Bimanual irrigation and aspiration was used to remove the lens cortex, and the capsular bag was then inflated with viscoelastic. A capsular tension ring was placed in the capsular bag to give support to the area of zonular loss (Figure 3). After securing the capsule, triamcinolone was used to check for any vitreous strands. One small area of vitreous prolapse was identified and removed with 23-gauge bimanual vitrectomy instruments.

A capsular tension ring was placed into the capsular bag
Figure 3. A capsular tension ring was placed into the capsular bag to help support the areas of zonular loss. Using a hook to guide the insertion of the capsular tension ring allowed for precise and controlled placement.

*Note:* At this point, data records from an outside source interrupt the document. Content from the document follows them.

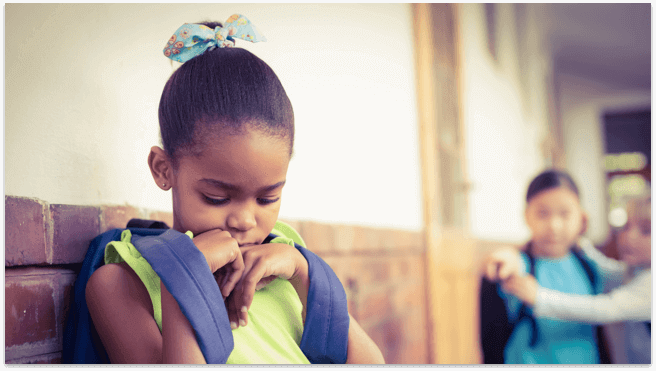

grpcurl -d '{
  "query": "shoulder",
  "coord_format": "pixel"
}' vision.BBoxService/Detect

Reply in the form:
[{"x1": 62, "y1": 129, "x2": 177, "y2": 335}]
[{"x1": 86, "y1": 262, "x2": 153, "y2": 314}]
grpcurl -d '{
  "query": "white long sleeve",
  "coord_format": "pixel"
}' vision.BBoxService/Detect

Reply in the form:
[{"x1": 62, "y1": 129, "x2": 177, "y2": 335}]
[
  {"x1": 578, "y1": 238, "x2": 628, "y2": 287},
  {"x1": 533, "y1": 268, "x2": 651, "y2": 324}
]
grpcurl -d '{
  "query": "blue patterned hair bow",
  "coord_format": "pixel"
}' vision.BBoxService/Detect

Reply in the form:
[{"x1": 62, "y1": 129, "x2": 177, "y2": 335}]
[{"x1": 164, "y1": 14, "x2": 266, "y2": 63}]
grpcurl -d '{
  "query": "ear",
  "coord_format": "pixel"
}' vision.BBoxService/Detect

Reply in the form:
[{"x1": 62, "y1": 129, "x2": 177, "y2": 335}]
[
  {"x1": 579, "y1": 211, "x2": 588, "y2": 236},
  {"x1": 148, "y1": 146, "x2": 175, "y2": 191}
]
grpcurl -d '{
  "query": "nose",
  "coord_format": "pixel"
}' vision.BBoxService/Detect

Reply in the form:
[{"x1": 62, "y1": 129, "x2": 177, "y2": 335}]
[
  {"x1": 227, "y1": 203, "x2": 257, "y2": 232},
  {"x1": 549, "y1": 218, "x2": 563, "y2": 233}
]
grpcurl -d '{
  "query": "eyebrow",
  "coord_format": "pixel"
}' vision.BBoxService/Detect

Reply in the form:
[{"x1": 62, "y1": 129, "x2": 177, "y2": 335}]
[{"x1": 200, "y1": 178, "x2": 286, "y2": 192}]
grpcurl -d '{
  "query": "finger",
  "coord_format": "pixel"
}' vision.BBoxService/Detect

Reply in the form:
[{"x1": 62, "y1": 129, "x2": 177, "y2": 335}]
[
  {"x1": 485, "y1": 261, "x2": 497, "y2": 281},
  {"x1": 226, "y1": 293, "x2": 239, "y2": 329},
  {"x1": 222, "y1": 251, "x2": 244, "y2": 296},
  {"x1": 239, "y1": 259, "x2": 266, "y2": 323}
]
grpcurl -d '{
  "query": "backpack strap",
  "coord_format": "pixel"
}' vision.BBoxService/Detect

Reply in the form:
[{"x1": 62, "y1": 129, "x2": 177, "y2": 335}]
[
  {"x1": 125, "y1": 218, "x2": 171, "y2": 229},
  {"x1": 645, "y1": 322, "x2": 651, "y2": 337},
  {"x1": 515, "y1": 242, "x2": 538, "y2": 348},
  {"x1": 570, "y1": 246, "x2": 611, "y2": 364}
]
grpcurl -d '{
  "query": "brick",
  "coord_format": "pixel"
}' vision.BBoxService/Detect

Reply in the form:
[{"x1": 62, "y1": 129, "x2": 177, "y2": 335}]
[
  {"x1": 49, "y1": 204, "x2": 100, "y2": 264},
  {"x1": 5, "y1": 352, "x2": 62, "y2": 365},
  {"x1": 56, "y1": 271, "x2": 77, "y2": 344},
  {"x1": 148, "y1": 211, "x2": 173, "y2": 228},
  {"x1": 301, "y1": 221, "x2": 334, "y2": 254},
  {"x1": 100, "y1": 205, "x2": 141, "y2": 233},
  {"x1": 5, "y1": 196, "x2": 47, "y2": 267},
  {"x1": 5, "y1": 277, "x2": 56, "y2": 350},
  {"x1": 391, "y1": 282, "x2": 426, "y2": 314}
]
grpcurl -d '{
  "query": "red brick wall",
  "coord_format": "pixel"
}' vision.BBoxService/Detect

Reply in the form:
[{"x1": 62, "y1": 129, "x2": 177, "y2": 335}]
[{"x1": 5, "y1": 196, "x2": 429, "y2": 363}]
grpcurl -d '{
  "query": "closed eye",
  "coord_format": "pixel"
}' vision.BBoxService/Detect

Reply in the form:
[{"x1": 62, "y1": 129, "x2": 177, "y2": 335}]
[
  {"x1": 257, "y1": 197, "x2": 280, "y2": 205},
  {"x1": 203, "y1": 195, "x2": 230, "y2": 205}
]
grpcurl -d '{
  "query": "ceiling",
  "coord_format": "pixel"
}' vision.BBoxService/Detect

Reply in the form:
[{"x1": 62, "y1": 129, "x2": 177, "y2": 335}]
[{"x1": 545, "y1": 3, "x2": 651, "y2": 89}]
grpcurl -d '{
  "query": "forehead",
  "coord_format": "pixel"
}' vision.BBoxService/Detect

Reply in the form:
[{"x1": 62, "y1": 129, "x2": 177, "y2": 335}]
[
  {"x1": 527, "y1": 187, "x2": 579, "y2": 208},
  {"x1": 180, "y1": 131, "x2": 289, "y2": 190}
]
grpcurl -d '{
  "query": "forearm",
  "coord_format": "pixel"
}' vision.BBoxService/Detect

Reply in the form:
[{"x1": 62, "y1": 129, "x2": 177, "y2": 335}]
[
  {"x1": 533, "y1": 278, "x2": 651, "y2": 323},
  {"x1": 289, "y1": 265, "x2": 310, "y2": 324},
  {"x1": 160, "y1": 282, "x2": 206, "y2": 364},
  {"x1": 346, "y1": 314, "x2": 385, "y2": 364}
]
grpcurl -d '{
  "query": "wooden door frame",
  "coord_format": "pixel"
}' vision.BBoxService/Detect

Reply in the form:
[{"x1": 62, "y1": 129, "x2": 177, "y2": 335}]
[{"x1": 412, "y1": 3, "x2": 480, "y2": 363}]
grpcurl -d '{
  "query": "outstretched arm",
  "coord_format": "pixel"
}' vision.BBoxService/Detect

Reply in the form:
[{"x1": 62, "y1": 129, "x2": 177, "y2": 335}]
[{"x1": 503, "y1": 271, "x2": 651, "y2": 324}]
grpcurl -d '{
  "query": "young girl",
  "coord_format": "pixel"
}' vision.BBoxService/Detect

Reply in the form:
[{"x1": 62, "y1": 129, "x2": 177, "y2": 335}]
[
  {"x1": 86, "y1": 14, "x2": 383, "y2": 363},
  {"x1": 495, "y1": 194, "x2": 651, "y2": 363},
  {"x1": 481, "y1": 170, "x2": 600, "y2": 363}
]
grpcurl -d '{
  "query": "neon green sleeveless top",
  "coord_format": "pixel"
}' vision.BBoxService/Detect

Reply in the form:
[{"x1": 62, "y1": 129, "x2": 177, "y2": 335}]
[{"x1": 105, "y1": 221, "x2": 310, "y2": 363}]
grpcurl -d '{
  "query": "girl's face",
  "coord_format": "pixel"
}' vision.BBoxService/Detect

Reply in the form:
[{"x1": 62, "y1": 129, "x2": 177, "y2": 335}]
[
  {"x1": 525, "y1": 187, "x2": 585, "y2": 258},
  {"x1": 618, "y1": 203, "x2": 651, "y2": 267},
  {"x1": 172, "y1": 130, "x2": 289, "y2": 246}
]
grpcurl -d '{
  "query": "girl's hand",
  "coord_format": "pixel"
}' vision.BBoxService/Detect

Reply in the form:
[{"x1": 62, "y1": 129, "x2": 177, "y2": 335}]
[
  {"x1": 192, "y1": 229, "x2": 244, "y2": 300},
  {"x1": 501, "y1": 274, "x2": 538, "y2": 306},
  {"x1": 484, "y1": 247, "x2": 523, "y2": 281},
  {"x1": 227, "y1": 243, "x2": 310, "y2": 327}
]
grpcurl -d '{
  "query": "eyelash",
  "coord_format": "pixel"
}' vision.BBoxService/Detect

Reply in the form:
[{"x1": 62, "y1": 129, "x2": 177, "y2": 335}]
[{"x1": 203, "y1": 196, "x2": 280, "y2": 206}]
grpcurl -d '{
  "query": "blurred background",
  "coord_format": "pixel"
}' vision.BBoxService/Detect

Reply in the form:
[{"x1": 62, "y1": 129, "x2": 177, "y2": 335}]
[{"x1": 5, "y1": 3, "x2": 651, "y2": 363}]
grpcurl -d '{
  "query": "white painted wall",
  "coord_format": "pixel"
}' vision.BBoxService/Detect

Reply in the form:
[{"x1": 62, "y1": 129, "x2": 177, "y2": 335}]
[
  {"x1": 557, "y1": 74, "x2": 651, "y2": 244},
  {"x1": 5, "y1": 4, "x2": 422, "y2": 230},
  {"x1": 459, "y1": 4, "x2": 552, "y2": 243}
]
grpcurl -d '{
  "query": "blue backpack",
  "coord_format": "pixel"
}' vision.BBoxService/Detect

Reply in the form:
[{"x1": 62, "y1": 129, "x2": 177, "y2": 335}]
[
  {"x1": 479, "y1": 243, "x2": 610, "y2": 364},
  {"x1": 62, "y1": 219, "x2": 349, "y2": 363}
]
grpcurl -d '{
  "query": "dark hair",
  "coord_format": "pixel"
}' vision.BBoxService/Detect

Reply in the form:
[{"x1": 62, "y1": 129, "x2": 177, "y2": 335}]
[
  {"x1": 526, "y1": 169, "x2": 579, "y2": 203},
  {"x1": 159, "y1": 22, "x2": 294, "y2": 169}
]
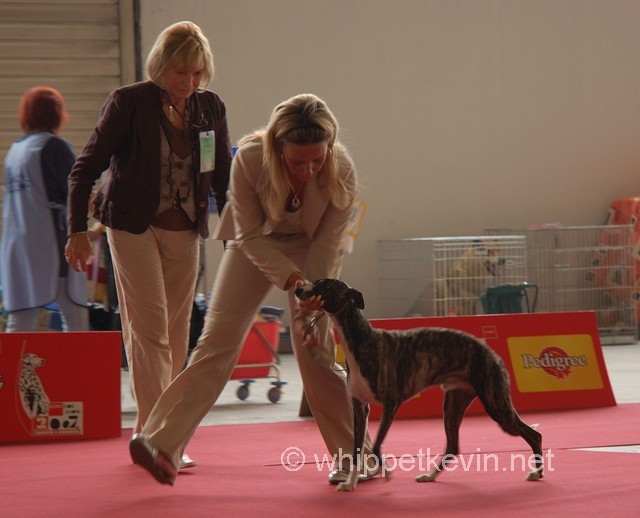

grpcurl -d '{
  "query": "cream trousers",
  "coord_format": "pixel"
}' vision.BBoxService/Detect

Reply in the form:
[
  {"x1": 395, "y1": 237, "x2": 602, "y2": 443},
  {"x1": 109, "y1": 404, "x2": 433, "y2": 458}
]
[
  {"x1": 107, "y1": 227, "x2": 199, "y2": 433},
  {"x1": 142, "y1": 237, "x2": 368, "y2": 474}
]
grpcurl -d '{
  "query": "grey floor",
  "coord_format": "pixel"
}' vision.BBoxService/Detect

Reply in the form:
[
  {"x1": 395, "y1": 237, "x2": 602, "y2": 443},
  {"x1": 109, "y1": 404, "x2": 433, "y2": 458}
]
[{"x1": 121, "y1": 343, "x2": 640, "y2": 432}]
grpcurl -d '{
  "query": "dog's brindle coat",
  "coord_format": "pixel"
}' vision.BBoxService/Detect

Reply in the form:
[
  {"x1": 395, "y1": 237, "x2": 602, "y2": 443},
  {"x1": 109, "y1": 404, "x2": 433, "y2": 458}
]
[{"x1": 296, "y1": 279, "x2": 543, "y2": 491}]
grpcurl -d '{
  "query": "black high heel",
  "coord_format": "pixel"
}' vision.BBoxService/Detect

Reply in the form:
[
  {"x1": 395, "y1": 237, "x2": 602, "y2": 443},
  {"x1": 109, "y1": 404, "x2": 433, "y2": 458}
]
[{"x1": 129, "y1": 434, "x2": 178, "y2": 486}]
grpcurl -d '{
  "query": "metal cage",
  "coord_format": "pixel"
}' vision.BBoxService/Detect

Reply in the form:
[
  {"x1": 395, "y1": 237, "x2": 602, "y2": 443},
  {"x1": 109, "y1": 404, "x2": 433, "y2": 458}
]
[
  {"x1": 485, "y1": 225, "x2": 638, "y2": 344},
  {"x1": 378, "y1": 235, "x2": 527, "y2": 317}
]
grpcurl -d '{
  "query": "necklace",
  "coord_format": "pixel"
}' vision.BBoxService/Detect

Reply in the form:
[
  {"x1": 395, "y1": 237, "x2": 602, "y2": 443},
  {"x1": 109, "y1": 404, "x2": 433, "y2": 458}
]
[
  {"x1": 162, "y1": 90, "x2": 189, "y2": 124},
  {"x1": 289, "y1": 180, "x2": 305, "y2": 210}
]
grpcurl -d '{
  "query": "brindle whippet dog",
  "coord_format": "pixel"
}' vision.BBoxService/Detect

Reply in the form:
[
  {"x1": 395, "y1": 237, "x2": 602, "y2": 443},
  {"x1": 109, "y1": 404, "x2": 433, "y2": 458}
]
[{"x1": 296, "y1": 279, "x2": 543, "y2": 491}]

For the IOL choice, options included placing the IOL into the capsular bag or into the ciliary sulcus. For optimal long-term stability, a three-piece monofocal IOL was used with the haptics in the sulcus and the optic captured behind the capsulorrhexis. By placing the haptics 90° away from the area of zonular loss and by capturing the optic, we can provide a stable, strong, safe place for the IOL for decades to come. The MSICS incision was sutured with 10-0 nylon to ensure a watertight closure. The conjunctiva was closed with 8-0 Vicryl to have a second layer of coverage and protection. The eye was medicated, patched and shielded overnight.

Postoperative course

The patient is recovering nicely from the procedure with a clear cornea with light Descemet’s folds, moderate anterior chamber inflammation and a well-positioned IOL (Figure 4). The 10-0 nylon sutures are intended to be left in place while the 8-0 Vicryl sutures will slowly break down and fall out over the next few weeks.

Postop picture shows a clear cornea with light Descemet’s folds
Figure 4. Postop picture shows a clear cornea with light Descemet’s folds, a nicely formed anterior chamber and a well-positioned posterior chamber IOL.

The MSICS procedure is a valuable technique, particularly for dense brunescent cataracts. An added bonus is we can achieve efficient removal of the entire nucleus without risking lens fragments falling through areas of zonular loss. This is a technique that is performed widely across the world but is still uncommon in the United States. I certainly encourage my American colleagues to learn the MSICS procedure so that tough cases like this can be conquered, and we can deliver great vision to our patients.